High-resolution TEM (transmission electron microscopy) images of the material captured by Matthew R. Jones and Muhua Sun at Rice University uncovered the first clue: a glass-like layer of silicon dioxide on the silicon-28 nanowire surface.

Computational simulation experiments at the University of Massachusetts Amherst led by Zlatan Aksamija, a leading expert on the thermal conductivity of nanowires, revealed that the absence of isotope “defects” — silicon-29 and silicon-30 — prevented phonons from escaping to the surface, where the silicon dioxide layer would drastically slow down the phonons.

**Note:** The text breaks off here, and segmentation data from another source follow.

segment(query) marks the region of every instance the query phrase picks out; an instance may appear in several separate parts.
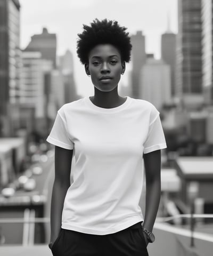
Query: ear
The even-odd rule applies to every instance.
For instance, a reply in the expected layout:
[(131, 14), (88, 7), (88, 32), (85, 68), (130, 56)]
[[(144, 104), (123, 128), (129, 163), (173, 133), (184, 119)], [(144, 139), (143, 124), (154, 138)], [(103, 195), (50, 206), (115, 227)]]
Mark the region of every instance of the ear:
[(124, 72), (125, 71), (125, 69), (126, 69), (126, 62), (125, 62), (125, 61), (122, 61), (121, 66), (122, 66), (121, 73), (124, 74)]
[(89, 70), (89, 63), (85, 63), (84, 65), (84, 68), (85, 69), (85, 72), (86, 74), (87, 75), (87, 76), (90, 75)]

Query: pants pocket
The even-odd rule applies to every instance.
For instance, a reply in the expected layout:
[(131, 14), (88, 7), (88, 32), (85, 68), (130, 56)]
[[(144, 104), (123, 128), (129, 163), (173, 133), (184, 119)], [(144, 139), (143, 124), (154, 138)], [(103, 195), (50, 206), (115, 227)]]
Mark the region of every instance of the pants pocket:
[(142, 229), (141, 229), (141, 227), (138, 228), (138, 231), (139, 232), (139, 234), (141, 237), (141, 239), (142, 239), (142, 241), (143, 241), (143, 244), (144, 244), (144, 245), (146, 247), (146, 241), (145, 240), (145, 238), (144, 238), (144, 235), (143, 233), (143, 230)]
[(61, 228), (61, 230), (59, 232), (59, 235), (58, 236), (56, 239), (55, 240), (55, 242), (53, 243), (52, 246), (52, 247), (51, 247), (51, 251), (52, 252), (54, 250), (54, 249), (55, 248), (55, 245), (57, 244), (58, 242), (59, 242), (59, 238), (60, 238), (61, 237), (61, 235), (63, 232), (63, 230), (64, 230), (64, 229), (63, 228)]

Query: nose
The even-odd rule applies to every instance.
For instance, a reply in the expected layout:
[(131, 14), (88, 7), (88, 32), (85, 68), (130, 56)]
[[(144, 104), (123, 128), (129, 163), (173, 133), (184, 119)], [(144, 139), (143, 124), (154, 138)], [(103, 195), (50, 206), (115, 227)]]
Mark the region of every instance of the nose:
[(105, 73), (110, 73), (110, 69), (107, 65), (107, 63), (105, 62), (104, 62), (103, 63), (102, 67), (101, 67), (101, 73), (102, 74), (105, 74)]

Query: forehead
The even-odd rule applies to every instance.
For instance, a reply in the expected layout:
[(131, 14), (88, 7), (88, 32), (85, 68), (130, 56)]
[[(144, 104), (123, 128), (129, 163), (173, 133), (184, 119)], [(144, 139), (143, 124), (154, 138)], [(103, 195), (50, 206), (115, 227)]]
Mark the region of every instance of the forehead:
[(100, 57), (101, 58), (109, 57), (117, 55), (120, 58), (120, 54), (118, 49), (110, 44), (98, 44), (94, 47), (89, 53), (89, 59), (94, 57)]

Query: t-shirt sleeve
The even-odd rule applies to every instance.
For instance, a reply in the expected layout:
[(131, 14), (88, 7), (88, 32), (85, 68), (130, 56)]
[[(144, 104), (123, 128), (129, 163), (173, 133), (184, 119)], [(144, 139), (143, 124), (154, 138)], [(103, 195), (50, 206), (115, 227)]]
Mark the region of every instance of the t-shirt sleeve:
[(153, 105), (152, 106), (149, 132), (144, 143), (144, 154), (167, 148), (160, 113)]
[(51, 131), (46, 140), (51, 144), (67, 149), (73, 149), (74, 148), (74, 143), (69, 137), (62, 108), (58, 111)]

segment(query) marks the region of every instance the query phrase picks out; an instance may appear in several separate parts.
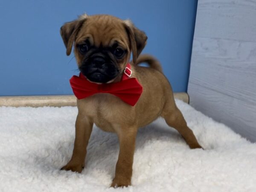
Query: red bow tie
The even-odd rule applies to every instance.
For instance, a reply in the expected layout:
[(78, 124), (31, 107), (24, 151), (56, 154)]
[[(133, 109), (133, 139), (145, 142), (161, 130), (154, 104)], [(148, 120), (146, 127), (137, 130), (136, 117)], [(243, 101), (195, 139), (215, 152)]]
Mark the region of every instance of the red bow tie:
[(132, 73), (131, 65), (128, 64), (120, 82), (97, 84), (90, 82), (81, 73), (79, 77), (73, 76), (70, 81), (74, 94), (79, 99), (96, 93), (108, 93), (134, 106), (139, 100), (143, 88), (136, 78), (129, 78)]

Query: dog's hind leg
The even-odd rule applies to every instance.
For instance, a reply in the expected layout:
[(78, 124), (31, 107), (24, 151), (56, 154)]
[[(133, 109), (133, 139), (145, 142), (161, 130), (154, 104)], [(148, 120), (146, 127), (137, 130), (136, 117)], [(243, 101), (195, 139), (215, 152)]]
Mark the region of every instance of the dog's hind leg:
[(179, 132), (191, 148), (202, 148), (192, 130), (187, 126), (182, 113), (176, 106), (173, 99), (170, 99), (166, 102), (161, 116), (169, 126)]

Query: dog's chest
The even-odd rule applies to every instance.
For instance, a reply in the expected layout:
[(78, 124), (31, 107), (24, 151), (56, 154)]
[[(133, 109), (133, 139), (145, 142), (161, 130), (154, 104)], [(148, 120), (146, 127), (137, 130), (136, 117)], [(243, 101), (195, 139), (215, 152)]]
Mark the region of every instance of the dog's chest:
[(122, 124), (128, 121), (125, 116), (131, 107), (120, 99), (108, 93), (99, 93), (78, 102), (79, 112), (92, 119), (99, 128), (106, 131), (114, 132)]

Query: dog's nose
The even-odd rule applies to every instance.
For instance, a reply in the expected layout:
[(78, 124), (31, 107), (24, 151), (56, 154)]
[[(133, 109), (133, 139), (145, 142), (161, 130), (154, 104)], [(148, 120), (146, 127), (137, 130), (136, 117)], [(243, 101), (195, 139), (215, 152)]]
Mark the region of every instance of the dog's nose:
[(93, 63), (96, 67), (99, 67), (105, 63), (105, 59), (102, 57), (95, 57), (93, 60)]

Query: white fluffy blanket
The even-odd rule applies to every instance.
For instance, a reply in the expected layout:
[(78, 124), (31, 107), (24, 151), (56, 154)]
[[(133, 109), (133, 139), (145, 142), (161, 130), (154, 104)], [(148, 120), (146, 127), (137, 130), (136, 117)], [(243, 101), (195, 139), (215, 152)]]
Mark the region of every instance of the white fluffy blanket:
[(255, 192), (256, 144), (176, 100), (205, 148), (190, 149), (159, 119), (140, 129), (133, 186), (109, 188), (119, 151), (93, 128), (81, 174), (59, 169), (72, 155), (76, 107), (0, 107), (0, 191)]

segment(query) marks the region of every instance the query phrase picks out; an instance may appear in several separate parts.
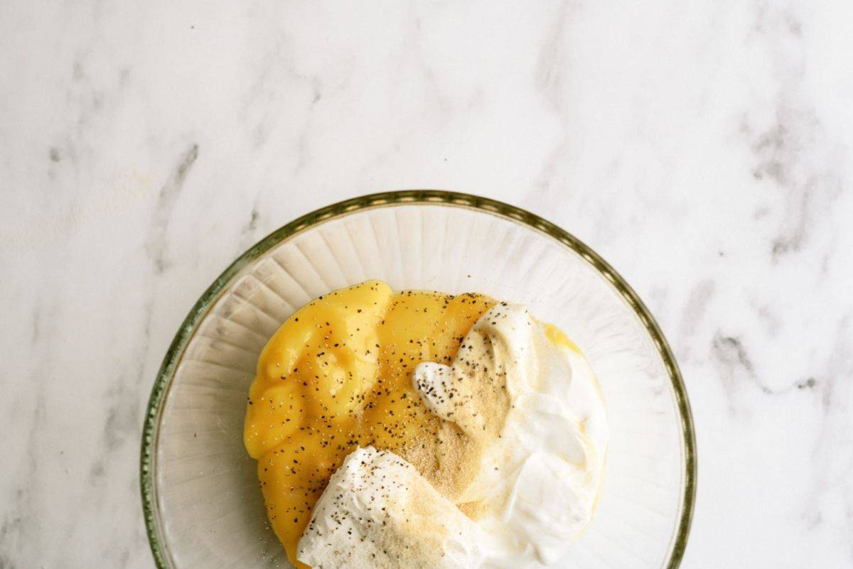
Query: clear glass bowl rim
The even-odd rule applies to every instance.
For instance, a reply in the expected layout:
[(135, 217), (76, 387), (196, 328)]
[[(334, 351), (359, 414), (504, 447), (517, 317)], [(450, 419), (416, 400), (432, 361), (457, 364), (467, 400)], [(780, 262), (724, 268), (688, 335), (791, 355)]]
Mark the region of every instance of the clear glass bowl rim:
[(526, 226), (527, 228), (543, 233), (583, 257), (587, 262), (610, 281), (634, 310), (651, 336), (655, 348), (664, 361), (681, 418), (684, 488), (682, 496), (681, 517), (678, 520), (672, 547), (670, 549), (670, 558), (664, 566), (666, 569), (676, 569), (681, 565), (682, 558), (684, 556), (696, 499), (696, 437), (684, 380), (678, 369), (678, 365), (676, 363), (672, 350), (670, 348), (666, 338), (664, 337), (664, 333), (658, 323), (655, 322), (648, 308), (646, 307), (646, 305), (643, 304), (625, 279), (592, 249), (566, 230), (514, 205), (489, 198), (444, 190), (397, 190), (372, 193), (327, 205), (302, 216), (272, 232), (241, 255), (196, 301), (163, 358), (163, 363), (157, 372), (151, 396), (148, 399), (145, 422), (142, 427), (139, 473), (142, 512), (148, 543), (151, 546), (151, 553), (158, 569), (173, 569), (167, 562), (166, 555), (164, 553), (164, 549), (167, 546), (165, 540), (160, 536), (160, 512), (157, 508), (156, 486), (154, 484), (156, 454), (154, 450), (160, 431), (160, 414), (177, 364), (183, 355), (187, 344), (194, 334), (199, 324), (206, 315), (207, 311), (218, 300), (222, 292), (241, 269), (281, 241), (311, 228), (318, 223), (353, 211), (407, 204), (440, 204), (467, 208), (508, 218)]

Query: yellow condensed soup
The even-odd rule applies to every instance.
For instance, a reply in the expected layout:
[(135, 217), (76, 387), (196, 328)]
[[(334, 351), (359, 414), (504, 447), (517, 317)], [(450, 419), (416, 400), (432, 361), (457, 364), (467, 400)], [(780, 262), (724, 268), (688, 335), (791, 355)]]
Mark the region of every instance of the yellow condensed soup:
[(321, 296), (278, 329), (258, 361), (244, 440), (291, 562), (329, 477), (358, 446), (392, 451), (452, 497), (469, 478), (464, 435), (421, 402), (411, 375), (450, 364), (495, 304), (487, 296), (394, 293), (368, 281)]

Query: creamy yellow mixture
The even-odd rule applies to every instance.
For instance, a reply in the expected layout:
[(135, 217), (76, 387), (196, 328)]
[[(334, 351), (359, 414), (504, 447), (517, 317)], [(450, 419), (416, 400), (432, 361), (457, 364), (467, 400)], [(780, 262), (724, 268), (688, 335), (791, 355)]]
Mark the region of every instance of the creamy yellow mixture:
[(424, 405), (412, 373), (421, 362), (452, 362), (494, 304), (477, 294), (395, 294), (368, 281), (305, 305), (270, 340), (249, 391), (244, 440), (258, 459), (270, 521), (296, 566), (307, 566), (296, 548), (315, 503), (357, 447), (399, 455), (451, 497), (470, 478), (469, 461), (456, 458), (471, 441)]

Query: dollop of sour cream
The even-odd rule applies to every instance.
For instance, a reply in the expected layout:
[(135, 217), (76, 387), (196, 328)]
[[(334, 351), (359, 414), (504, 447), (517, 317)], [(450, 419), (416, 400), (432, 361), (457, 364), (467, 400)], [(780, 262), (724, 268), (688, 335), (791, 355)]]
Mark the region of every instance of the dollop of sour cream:
[(451, 365), (423, 362), (412, 382), (477, 449), (467, 484), (444, 497), (393, 453), (358, 449), (317, 503), (299, 560), (315, 569), (557, 561), (592, 518), (607, 446), (601, 391), (577, 348), (501, 302)]

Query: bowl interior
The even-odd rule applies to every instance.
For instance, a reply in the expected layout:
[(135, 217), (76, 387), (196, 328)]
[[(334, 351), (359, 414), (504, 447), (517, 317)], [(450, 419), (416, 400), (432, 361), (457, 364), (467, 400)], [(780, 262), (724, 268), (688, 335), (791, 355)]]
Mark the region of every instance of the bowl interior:
[(379, 279), (395, 290), (483, 292), (562, 328), (598, 376), (611, 440), (595, 516), (557, 566), (676, 566), (692, 507), (689, 411), (665, 342), (627, 286), (571, 236), (529, 214), (509, 216), (520, 210), (385, 201), (274, 234), (190, 314), (155, 386), (143, 442), (158, 564), (291, 566), (242, 445), (258, 355), (301, 305)]

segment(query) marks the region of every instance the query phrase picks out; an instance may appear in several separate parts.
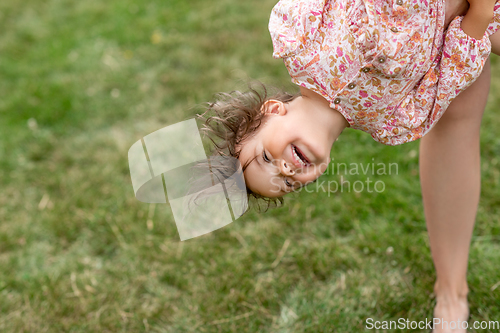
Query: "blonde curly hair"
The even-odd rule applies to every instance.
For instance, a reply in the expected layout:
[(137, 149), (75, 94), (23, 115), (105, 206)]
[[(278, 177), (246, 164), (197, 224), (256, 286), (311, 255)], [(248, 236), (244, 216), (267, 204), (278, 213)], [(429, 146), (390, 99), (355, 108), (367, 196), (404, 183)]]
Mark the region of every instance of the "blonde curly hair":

This in turn kept phonons on track along the direction of heat flow — and therefore less “confused” — inside the silicon-28 nanowire’s “core.” (Aksamija is currently an associate professor of materials science and engineering at the University of Utah.)

“This was really unexpected. To discover that two separate phonon-blocking mechanisms — the surface versus the isotopes, which were previously believed to be independent of each other — now work synergistically to our benefit in heat conduction is very surprising but also very gratifying,” Wu said.

“Junqiao and the team discovered a new physical phenomenon,” Ager said. “This is a real triumph for curiosity-driven science. It’s quite exciting.”

Wu said that the team now plans to take their discovery to the next step: by investigating how to “control, rather than merely measure, heat conduction in these materials.”